TSEL technology. Credit: TriSept

Farnborough / Chantilly, Virginia / Logan, Utah, 8 September 2022. – Launch integration and mission management services provider TriSept Corporation, has completed the integration of two experimental mission payloads running its new TSEL satellite security operating software for a suborbital test flight aboard RocketStar’s launch vehicle set to liftoff from the Koehn Lake Bed in the Mojave Desert, TriSept said.  

RocketStar’s 12-meter-tall, aerospike-powered Cowbell rocket will launch payloads for the University of Central Florida (UCF) and Brigham Young University (BYU) this month.  

The UCF payload will simulate asteroid particle activity in space during the 13-minute flight. The university students will examine colliding particles inside a device during the experiment.
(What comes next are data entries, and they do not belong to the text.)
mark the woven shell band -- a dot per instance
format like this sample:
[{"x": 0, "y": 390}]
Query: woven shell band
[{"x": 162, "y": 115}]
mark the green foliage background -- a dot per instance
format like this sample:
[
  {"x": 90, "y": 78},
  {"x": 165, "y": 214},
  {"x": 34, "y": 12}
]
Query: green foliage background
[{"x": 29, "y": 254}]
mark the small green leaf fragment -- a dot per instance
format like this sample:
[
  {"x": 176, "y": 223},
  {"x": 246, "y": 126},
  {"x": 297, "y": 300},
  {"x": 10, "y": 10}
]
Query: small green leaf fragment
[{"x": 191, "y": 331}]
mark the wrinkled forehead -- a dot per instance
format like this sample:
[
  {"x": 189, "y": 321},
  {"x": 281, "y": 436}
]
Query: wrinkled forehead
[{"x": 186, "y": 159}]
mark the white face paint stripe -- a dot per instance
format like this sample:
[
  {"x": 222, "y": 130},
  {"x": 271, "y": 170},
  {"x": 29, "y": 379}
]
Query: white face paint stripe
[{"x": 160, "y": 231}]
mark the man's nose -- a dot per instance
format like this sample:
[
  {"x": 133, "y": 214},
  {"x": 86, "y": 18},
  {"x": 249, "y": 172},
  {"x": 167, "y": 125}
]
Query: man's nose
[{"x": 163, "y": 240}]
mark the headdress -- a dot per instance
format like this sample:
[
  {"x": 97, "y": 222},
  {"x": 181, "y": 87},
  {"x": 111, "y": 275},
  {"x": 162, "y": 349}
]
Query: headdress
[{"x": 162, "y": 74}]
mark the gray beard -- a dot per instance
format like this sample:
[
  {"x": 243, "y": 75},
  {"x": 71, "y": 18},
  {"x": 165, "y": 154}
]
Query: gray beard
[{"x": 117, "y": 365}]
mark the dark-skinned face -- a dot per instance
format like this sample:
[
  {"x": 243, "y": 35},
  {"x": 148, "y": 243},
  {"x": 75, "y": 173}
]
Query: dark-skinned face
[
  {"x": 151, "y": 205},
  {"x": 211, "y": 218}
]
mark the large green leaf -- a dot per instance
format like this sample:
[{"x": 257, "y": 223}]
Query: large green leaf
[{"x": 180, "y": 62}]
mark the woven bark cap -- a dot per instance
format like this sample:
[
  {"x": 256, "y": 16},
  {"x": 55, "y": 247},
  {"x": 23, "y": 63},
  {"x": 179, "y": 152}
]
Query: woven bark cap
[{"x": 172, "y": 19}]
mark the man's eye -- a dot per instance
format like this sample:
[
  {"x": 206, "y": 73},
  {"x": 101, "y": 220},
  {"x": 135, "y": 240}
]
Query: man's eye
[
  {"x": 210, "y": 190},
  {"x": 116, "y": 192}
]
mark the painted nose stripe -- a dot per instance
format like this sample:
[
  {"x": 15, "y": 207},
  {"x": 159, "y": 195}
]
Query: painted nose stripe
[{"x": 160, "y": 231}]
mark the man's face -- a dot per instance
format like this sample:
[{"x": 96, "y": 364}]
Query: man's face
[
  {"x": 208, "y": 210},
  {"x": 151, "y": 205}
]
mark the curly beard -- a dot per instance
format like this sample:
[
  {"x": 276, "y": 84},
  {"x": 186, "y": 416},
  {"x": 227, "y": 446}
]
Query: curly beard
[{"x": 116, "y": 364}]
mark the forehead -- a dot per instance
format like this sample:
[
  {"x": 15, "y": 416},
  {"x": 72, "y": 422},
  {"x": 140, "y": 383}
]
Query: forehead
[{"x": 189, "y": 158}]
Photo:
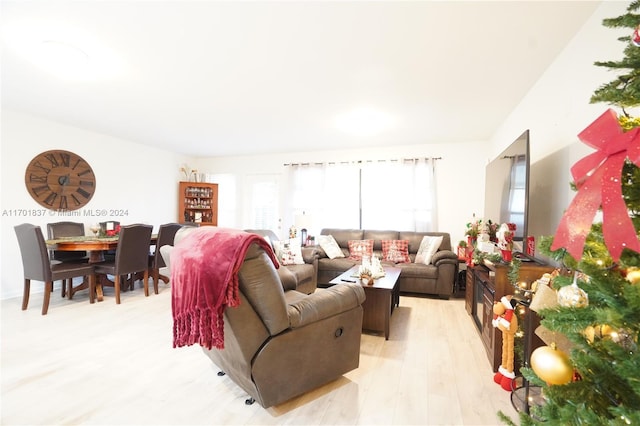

The mission aims to better understand collisions in the protoplanetary nebula and the evolution of loose materials during such an impact. 

BYU’s College of Engineering students will send up a sensor package dubbed Motron II, measuring motion, acceleration and vibration. The aim is to help mission operators with the design for small payload launches.

TriSept’s new satellite security operating system TSEL (TriSept Secure Embedded Layer) is capable of detecting, tracking and eliminating known and emerging vulnerabilities on conventional and small satellites, the company said. The technology will undergo a series of environmental and operational tests during the RocketStar mission.